Pan mówi o emocjach, a my o prawie. NIK, ale też sąd stwierdził, że w ramach polskiego prawa nie dało się tego przeprowadzić. Nie jest pan więc wdzięczny Jarosławowi Gowinowi, że was przed tym uchronił? Że was uchronił przed podważeniem wyboru prezydenta?

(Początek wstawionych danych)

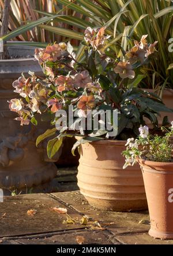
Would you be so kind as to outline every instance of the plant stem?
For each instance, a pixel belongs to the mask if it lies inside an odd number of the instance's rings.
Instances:
[[[4,9],[2,14],[2,27],[0,34],[1,38],[6,35],[8,32],[10,2],[11,0],[4,1]],[[5,44],[6,42],[4,42],[3,43]],[[3,60],[5,58],[9,58],[9,55],[6,46],[3,47],[3,52],[0,53],[0,59]]]

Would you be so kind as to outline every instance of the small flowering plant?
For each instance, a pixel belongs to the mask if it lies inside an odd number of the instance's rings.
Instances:
[[[29,72],[29,77],[22,75],[14,81],[14,91],[20,97],[9,103],[10,110],[18,115],[16,119],[20,121],[21,125],[30,123],[37,125],[40,114],[42,120],[49,120],[53,126],[37,140],[37,145],[44,139],[54,136],[47,146],[49,157],[58,150],[66,136],[82,137],[74,150],[81,143],[94,140],[126,139],[127,135],[138,135],[140,124],[145,124],[144,117],[157,126],[159,112],[172,112],[157,95],[137,88],[144,78],[140,73],[140,66],[148,63],[157,42],[148,43],[147,35],[144,35],[140,42],[131,40],[131,49],[127,51],[121,49],[116,55],[114,45],[109,43],[110,37],[104,27],[87,28],[81,57],[81,48],[76,54],[69,42],[55,43],[46,49],[36,49],[35,57],[44,76]],[[63,123],[57,113],[66,111],[69,116],[69,107],[73,107],[73,124],[70,125],[68,119],[57,131],[55,127],[57,122]],[[111,112],[107,120],[108,126],[104,129],[100,114],[102,110]],[[118,115],[116,126],[112,121],[114,110]],[[79,127],[80,122],[87,123],[91,112],[92,124],[94,117],[97,116],[97,128]],[[110,135],[111,129],[116,130],[115,135]]]
[[[123,152],[126,158],[123,169],[134,165],[139,158],[155,162],[171,162],[173,144],[170,143],[170,138],[173,136],[173,121],[169,129],[161,128],[165,133],[163,136],[149,134],[147,126],[141,126],[138,137],[127,139],[126,150]]]

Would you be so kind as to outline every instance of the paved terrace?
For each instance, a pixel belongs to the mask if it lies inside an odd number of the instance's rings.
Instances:
[[[173,240],[154,239],[148,235],[148,211],[106,212],[91,206],[75,190],[76,174],[75,169],[62,169],[51,183],[57,190],[65,192],[5,196],[0,203],[0,244],[77,244],[78,236],[89,244],[173,244]],[[67,214],[54,207],[66,209]],[[28,215],[31,209],[36,213]],[[83,218],[85,215],[88,221]]]

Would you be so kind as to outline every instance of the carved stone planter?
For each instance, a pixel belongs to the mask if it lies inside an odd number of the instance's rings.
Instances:
[[[42,72],[32,56],[34,47],[12,46],[10,55],[21,58],[0,61],[0,188],[31,187],[46,183],[56,176],[57,169],[44,159],[43,149],[35,146],[36,135],[31,126],[21,127],[14,120],[15,113],[9,109],[7,101],[17,95],[13,92],[12,82],[22,72]],[[43,131],[37,131],[40,134]],[[44,131],[43,131],[44,132]]]

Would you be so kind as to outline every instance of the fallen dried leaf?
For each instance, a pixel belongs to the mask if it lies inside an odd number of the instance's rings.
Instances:
[[[99,227],[99,228],[101,228],[101,225],[100,224],[99,222],[98,222],[98,221],[95,221],[94,224],[95,224],[96,226]]]
[[[28,211],[27,211],[27,214],[29,216],[33,216],[33,215],[35,215],[35,214],[36,214],[36,212],[37,212],[37,210],[35,210],[35,209],[30,209],[30,210],[28,210]]]
[[[51,208],[51,210],[58,213],[64,214],[67,213],[67,210],[66,208],[57,208],[57,207],[54,207],[53,208]]]
[[[2,214],[2,215],[0,217],[0,220],[1,220],[1,218],[3,218],[5,216],[6,216],[6,213],[3,213],[3,214]]]
[[[79,244],[82,244],[85,241],[85,238],[81,236],[76,236],[76,241]]]
[[[74,221],[72,218],[69,218],[69,217],[67,217],[67,219],[66,220],[63,220],[63,224],[74,224],[75,222]]]
[[[88,225],[88,217],[86,215],[84,215],[82,218],[81,219],[81,225]]]
[[[149,225],[150,222],[147,220],[144,220],[142,219],[138,222],[139,224],[146,224],[146,225]]]

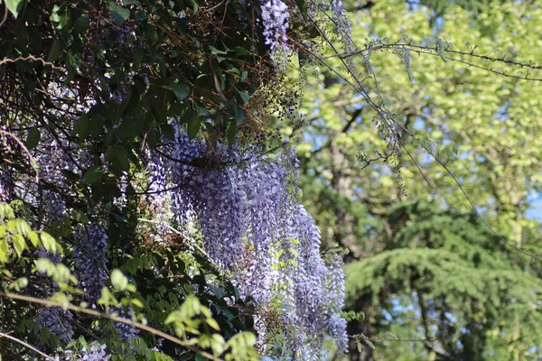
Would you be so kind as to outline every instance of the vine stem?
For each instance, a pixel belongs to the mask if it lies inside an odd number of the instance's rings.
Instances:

Państwo żartujecie? Przypomnę, że Jarosław Gowin po tym, jak upadł jego pomysł zmiany konstytucji, domagał się przesunięcia wyborów na jesień. Dziś wiemy, że żadne wybory jesienią nie byłyby możliwe, bo mieliśmy wtedy nieporównywalnie gorszą sytuację pandemiczną niż na wiosnę. Nawet nie chcę sobie wyobrażać, co by się stało, gdyby Gowinowi się ten plan udał. To upór Jarosława Kaczyńskiego sprawił, że wybory odbyły się na przełomie czerwca i lipca, czyli w ostatnim momencie z punktu widzenia pandemii, ale i konstytucji. Brałem wtedy udział w tych naradach i powiem tak: niektórzy politycy ulegli wówczas bardzo dużym emocjom.
Bo zgodzili się na przesunięcie terminu?
Nie tylko. Pamiętam, jak w marcu zadzwonił do mnie pewien znany polityk w Polsce…
Jarosław Gowin?
(śmiech) To była niedziela. No i powiedział mi, że miał spotkanie ze swoimi doradcami i że w ciągu dwóch, trzech tygodni zabraknie jedzenia w Polsce. Brałem wtedy na poważnie to, co mówi, więc następnego dnia rano, jeszcze przed posiedzeniem sztabu, pojechałem z żoną do sklepu. Kupiliśmy makarony, puszki z jedzeniem na trzy miesiące i one do dziś u nas w kuchni leżą! Moja żona się o nie potyka i mówi: "weź zadzwoń do Jarka, niech on to zabiera". (śmiech) To był taki czas, ludzie tak reagowali. Emocjonalnie, czasem histerycznie.
Panie pośle, ale wtedy masowe pójście do urn wyborczych uznano za skrajnie niebezpieczne.
A dziś, przy gorszych statystykach, ludzie wylegli na ulice. Z obecnej perspektywy wiemy, że trzeba było zrobić wybory hybrydowe.
Ta sprawa zablokowania wyborów prezydenckich na zawsze poróżniła już Kaczyńskiego i Gowina?
Nie jestem upoważniony.
Pytamy o pana opinię.
Myślę, że na to, jak dziś wyglądają te relacje, złożyło się więcej wydarzeń.
Czyli celem Jarosława Kaczyńskiego będzie albo zastąpić, albo osłabić Jarosława Gowina w koalicji.
Nie mam upoważnienia…
"…żeby wypowiadać się w imieniu Jarosława Kaczyńskiego". Tak, wiemy.
Już po wyborach prezydenckich Jarosław Kaczyński wyciągnął do Jarosława Gowina rękę, wtedy gdy ten drugi był już praktycznie na politycznym "oucie". Był poza rządem, bez poparcia większości partii. Mimo to zaprosił go z powrotem do rządu. Ja również wspierałem ten scenariusz, sądziłem, że możemy wrócić do modelu współpracy, który się nieźle sprawdził w pierwszej kadencji.
I?
I mamy kolejne kryzysy. Mam nadzieję, że to się w końcu zmieni.